Tidal Effects in the Post-Minkowskian Expansion

TL;DR

This paper extends scattering amplitude and effective field theory methods to include tidal effects in neutron star mergers, providing new finite size corrections to the conservative dynamics at higher post-Minkowskian orders.

Contribution

It introduces the first computation of next-to-leading order tidal corrections to the post-Minkowskian Hamiltonian for neutron star mergers.

Findings

Derived gauge-invariant expressions for tidal corrections.

Confirmed consistency with test-body and existing post-Newtonian results.

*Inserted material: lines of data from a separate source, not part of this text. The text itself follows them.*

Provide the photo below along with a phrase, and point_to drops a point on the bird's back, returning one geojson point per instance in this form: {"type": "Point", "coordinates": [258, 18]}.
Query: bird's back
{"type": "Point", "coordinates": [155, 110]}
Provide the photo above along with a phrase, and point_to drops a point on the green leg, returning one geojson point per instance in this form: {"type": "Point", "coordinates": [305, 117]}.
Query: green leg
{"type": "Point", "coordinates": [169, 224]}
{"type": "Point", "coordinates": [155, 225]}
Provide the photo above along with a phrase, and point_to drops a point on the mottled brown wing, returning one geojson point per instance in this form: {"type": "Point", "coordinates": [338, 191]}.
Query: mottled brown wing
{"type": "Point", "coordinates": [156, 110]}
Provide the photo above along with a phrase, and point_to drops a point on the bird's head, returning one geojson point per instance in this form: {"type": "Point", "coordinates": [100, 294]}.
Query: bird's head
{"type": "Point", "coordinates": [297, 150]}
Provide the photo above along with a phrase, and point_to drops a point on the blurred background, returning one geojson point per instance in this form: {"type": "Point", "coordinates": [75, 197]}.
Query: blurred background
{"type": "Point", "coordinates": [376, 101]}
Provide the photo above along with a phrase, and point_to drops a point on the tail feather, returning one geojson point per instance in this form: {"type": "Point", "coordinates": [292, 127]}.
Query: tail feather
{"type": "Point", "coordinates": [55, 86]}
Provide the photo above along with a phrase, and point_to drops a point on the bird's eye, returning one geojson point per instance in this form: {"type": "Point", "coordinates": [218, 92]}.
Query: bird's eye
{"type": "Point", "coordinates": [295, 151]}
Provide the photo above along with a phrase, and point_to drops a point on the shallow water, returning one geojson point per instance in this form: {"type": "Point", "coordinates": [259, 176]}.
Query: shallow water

Provided scattering amplitudes and angles for tidal effects.

Abstract

Tools from scattering amplitudes and effective field theory have recently been repurposed to derive state-of-the-art results for the black hole binary inspiral in the post-Minkowskian expansion. In the present work we extend this approach to include the tidal effects of mass and current quadrupoles on the conservative dynamics of non-spinning neutron star mergers. We compute the leading and, for the first time, next-to-leading order post-Minkowskian finite size corrections to the conservative Hamiltonian, together with their associated scattering amplitudes and scattering angles. Our expressions are gauge invariant and, in the extreme mass ratio limit, consistent with the dynamics of a tidally deformed test body in a Schwarzschild background. Furthermore, they agree completely with existing results at leading post-Minkowskian and second post-Newtonian orders.